Of Insects and Men: ANT-MAN's protected queen, and Marvel's man-sized problem

ant-man-teaser-007-116992“It’s about time.”

And with those three words – delivered by the significantly named Hope (Evangeline Lilly) near, even after, the end of the film’s narrative proper – Ant-Man (2015) both openly acknowledges the androcentrism of the Marvel universe, and defers doing anything about it till a later stage (Phase IV, maybe?). Earlier, the film had expressly mooted the idea of putting Hope herself – the smarter, tougher, all-round better qualified candidate who just happened to be female – into the antsuit, but instead went for Option Penis, for reasons that were, it turns out, patriarchal in the most literal sense: Michael Douglas’ Daddy (himself a former Ant-Man) laying down the lay to protect the princess from the same fate as the former queen. Hank Pym prefers to bequeath his life’s legacy to the criminal son whom he has only just adopted than to the daughter whom he has known and deeply trusted all his life.

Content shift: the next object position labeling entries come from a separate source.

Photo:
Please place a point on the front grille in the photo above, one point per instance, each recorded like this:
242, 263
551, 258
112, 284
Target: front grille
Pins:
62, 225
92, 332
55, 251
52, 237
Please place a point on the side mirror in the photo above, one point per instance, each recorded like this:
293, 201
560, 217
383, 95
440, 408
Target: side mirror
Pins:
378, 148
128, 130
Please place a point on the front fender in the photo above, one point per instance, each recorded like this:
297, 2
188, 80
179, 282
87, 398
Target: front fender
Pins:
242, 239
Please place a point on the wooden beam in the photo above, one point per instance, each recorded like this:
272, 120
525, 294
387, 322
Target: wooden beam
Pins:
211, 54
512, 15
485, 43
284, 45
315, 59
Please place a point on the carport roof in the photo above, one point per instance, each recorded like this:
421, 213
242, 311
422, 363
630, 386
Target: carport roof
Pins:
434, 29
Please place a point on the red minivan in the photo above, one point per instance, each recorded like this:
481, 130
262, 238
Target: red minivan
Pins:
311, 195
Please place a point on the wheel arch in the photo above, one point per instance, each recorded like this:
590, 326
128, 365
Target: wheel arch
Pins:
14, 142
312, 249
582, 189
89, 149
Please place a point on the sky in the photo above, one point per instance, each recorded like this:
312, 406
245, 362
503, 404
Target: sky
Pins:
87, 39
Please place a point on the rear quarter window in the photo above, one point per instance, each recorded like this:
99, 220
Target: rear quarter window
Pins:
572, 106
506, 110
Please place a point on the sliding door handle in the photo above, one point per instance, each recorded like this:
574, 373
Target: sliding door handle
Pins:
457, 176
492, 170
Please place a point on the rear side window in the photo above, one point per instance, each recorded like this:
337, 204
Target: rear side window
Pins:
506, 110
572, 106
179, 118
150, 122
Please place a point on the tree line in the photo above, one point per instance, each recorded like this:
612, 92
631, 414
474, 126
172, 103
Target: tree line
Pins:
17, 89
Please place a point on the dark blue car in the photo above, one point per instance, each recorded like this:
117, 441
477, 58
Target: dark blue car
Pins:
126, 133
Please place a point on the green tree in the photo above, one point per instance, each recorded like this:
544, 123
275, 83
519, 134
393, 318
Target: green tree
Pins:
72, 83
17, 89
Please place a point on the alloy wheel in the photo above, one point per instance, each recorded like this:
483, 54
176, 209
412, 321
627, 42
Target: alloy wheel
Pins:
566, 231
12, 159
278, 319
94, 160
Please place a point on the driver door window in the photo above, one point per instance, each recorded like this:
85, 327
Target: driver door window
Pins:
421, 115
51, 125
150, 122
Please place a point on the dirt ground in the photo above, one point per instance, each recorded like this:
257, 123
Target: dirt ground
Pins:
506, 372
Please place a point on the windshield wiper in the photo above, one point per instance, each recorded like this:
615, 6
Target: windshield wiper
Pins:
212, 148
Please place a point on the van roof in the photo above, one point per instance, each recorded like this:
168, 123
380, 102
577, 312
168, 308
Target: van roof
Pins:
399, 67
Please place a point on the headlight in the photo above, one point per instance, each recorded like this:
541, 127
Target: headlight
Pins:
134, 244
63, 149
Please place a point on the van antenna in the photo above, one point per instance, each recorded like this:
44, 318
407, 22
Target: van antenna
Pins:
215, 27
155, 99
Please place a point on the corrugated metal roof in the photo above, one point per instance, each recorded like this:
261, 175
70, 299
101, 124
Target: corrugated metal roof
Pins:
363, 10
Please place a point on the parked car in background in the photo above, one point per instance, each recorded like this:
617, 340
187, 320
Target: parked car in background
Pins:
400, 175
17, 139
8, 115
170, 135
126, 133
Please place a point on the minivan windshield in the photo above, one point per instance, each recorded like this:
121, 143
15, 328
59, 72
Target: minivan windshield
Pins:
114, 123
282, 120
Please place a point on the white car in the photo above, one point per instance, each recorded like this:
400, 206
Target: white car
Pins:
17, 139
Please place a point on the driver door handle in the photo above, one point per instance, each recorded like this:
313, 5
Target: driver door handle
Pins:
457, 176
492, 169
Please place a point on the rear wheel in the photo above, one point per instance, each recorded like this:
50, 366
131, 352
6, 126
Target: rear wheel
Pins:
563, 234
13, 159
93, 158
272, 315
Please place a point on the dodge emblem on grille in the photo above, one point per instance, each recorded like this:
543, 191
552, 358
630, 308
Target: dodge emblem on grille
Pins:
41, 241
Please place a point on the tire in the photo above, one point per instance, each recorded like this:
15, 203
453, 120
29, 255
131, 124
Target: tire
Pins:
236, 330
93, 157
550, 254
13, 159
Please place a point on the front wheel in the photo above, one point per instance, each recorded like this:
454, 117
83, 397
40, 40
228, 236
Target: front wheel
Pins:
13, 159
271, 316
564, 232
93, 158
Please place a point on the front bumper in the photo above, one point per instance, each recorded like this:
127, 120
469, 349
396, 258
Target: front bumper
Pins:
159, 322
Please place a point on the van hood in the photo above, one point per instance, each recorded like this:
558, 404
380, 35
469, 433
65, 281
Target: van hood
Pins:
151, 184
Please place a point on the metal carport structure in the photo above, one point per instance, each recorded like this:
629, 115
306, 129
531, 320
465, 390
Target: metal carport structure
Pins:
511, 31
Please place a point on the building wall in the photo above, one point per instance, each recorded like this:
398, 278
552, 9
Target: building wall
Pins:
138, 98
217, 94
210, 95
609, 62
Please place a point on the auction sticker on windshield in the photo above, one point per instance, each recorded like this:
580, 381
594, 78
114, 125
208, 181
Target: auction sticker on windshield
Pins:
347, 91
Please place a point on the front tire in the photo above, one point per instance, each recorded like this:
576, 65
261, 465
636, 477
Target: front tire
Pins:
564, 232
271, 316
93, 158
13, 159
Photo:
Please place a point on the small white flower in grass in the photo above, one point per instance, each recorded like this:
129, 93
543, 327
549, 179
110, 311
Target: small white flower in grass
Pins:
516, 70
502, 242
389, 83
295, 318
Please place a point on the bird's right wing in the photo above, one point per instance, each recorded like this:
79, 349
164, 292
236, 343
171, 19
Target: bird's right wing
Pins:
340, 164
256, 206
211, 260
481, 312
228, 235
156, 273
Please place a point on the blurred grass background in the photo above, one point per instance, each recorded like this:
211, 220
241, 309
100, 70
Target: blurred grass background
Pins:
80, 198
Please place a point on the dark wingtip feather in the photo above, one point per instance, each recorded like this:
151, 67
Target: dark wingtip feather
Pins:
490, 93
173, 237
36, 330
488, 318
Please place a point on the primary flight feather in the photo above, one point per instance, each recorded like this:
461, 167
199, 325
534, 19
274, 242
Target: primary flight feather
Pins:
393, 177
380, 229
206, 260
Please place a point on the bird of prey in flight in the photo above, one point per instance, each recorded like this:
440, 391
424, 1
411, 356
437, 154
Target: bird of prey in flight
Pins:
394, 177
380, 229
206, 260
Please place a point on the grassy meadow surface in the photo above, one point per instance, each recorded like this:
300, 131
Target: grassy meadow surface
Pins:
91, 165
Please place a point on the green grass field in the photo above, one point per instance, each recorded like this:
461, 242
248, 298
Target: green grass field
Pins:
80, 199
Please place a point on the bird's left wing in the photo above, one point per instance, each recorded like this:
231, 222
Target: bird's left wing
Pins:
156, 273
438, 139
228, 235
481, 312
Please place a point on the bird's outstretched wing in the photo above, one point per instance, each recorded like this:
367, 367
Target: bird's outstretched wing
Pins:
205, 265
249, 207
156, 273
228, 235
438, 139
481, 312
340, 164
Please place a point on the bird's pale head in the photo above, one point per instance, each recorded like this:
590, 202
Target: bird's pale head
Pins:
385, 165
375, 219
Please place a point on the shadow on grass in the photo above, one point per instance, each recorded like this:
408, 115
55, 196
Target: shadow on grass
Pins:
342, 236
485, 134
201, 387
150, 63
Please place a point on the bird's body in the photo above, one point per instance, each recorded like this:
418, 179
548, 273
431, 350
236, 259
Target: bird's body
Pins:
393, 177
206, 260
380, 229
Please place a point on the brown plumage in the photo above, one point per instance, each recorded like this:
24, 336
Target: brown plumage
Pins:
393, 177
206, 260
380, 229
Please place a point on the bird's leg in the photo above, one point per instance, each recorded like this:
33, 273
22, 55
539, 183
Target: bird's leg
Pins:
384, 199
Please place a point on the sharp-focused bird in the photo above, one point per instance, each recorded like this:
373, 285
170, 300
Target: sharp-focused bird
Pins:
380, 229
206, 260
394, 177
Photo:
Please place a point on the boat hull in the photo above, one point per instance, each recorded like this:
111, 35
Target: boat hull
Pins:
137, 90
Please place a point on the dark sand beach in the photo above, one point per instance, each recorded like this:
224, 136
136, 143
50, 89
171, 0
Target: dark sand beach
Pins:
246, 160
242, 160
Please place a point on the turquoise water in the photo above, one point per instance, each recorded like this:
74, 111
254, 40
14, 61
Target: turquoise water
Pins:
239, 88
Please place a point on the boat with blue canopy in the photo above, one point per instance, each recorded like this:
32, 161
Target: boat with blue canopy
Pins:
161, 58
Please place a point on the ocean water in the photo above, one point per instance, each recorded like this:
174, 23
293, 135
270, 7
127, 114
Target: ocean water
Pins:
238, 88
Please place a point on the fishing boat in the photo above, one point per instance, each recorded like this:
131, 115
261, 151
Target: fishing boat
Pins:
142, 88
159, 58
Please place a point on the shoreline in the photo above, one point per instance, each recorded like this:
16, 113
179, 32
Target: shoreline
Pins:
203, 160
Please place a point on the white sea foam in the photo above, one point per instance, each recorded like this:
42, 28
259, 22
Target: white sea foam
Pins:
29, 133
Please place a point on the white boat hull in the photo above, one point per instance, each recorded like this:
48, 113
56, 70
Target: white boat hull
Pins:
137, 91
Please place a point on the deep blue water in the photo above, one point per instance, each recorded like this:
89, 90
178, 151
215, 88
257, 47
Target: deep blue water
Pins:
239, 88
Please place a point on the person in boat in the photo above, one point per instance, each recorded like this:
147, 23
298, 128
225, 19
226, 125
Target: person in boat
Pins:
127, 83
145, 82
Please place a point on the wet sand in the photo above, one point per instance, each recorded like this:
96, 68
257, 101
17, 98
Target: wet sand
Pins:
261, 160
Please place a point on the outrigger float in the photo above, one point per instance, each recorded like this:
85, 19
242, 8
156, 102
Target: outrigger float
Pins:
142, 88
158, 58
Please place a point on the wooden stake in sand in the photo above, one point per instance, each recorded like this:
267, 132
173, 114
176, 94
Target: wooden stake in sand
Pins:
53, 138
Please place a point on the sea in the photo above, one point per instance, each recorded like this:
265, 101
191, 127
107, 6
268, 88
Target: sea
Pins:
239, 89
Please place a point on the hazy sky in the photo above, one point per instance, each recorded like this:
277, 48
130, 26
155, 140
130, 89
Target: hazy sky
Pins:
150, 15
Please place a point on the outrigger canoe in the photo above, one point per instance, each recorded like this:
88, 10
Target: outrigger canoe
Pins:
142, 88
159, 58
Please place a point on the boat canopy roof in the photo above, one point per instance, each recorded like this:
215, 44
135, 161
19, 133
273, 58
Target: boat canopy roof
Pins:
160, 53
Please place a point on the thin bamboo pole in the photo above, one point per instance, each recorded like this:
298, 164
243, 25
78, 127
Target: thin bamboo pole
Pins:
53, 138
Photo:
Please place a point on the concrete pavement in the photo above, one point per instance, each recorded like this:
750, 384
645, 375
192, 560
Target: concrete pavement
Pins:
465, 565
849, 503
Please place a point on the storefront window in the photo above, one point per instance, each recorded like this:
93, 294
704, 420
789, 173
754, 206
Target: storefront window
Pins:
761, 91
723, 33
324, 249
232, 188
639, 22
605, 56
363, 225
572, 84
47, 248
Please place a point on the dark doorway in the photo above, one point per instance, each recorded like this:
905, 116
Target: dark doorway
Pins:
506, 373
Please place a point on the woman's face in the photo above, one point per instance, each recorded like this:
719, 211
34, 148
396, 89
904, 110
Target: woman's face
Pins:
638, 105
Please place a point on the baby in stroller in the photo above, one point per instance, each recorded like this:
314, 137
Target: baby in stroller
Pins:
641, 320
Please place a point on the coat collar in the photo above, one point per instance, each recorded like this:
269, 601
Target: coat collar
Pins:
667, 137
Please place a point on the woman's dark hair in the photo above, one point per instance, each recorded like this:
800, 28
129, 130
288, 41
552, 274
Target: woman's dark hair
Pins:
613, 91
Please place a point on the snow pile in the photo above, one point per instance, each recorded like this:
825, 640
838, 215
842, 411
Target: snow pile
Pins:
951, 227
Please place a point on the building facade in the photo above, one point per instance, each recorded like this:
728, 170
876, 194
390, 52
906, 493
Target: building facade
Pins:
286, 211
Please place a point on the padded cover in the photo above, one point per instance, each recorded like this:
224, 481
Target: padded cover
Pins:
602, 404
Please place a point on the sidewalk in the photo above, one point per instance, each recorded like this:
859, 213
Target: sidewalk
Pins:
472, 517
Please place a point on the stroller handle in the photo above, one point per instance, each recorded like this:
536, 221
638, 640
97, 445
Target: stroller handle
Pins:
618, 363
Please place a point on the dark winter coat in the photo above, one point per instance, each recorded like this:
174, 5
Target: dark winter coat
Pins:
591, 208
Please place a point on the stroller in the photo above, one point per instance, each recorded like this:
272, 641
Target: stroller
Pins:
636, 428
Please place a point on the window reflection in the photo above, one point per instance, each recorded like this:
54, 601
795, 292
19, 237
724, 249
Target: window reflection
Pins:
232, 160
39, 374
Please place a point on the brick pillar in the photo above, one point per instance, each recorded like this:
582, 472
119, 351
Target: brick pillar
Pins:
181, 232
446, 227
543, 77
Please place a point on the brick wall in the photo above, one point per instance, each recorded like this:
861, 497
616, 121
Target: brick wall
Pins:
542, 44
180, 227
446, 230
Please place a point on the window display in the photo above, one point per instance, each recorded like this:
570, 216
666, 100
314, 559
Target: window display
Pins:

It may be about time we got some female supers – but how soon is now? It is all very well and good to know that Marvel is aware of the gender imbalance in its film adaptations – but maybe they should stop reflecting on it, and take a big, bold leap into the present. Those ants, it turns out, are not just good at pushing sugar cubes, but also at eating cake – for here, even as Scott Lang (Paul Rudd) must lose stature to become Ant-Man, the gender politics remain defiantly man-sized. Even on the subatomic level, this film can’t find a woman – and where mother was braver and more capable, somehow father still, we are told, always know best. This is expressly recognised by the film as a problem, but the obvious solution, far from being introduced, is just left dangling, tantalisingly, for a future venture.

“It’s about time,” indeed – yet even as Ant-Man looks forward to a film more egalitarian than itself, the notion that the sequel may after all just return to the same old male-oriented marvels is suggested by the final four words heard here: “I know a guy.” This film’s gender politics are merely pretend-progressive. Place them under the microscope, and they come up short.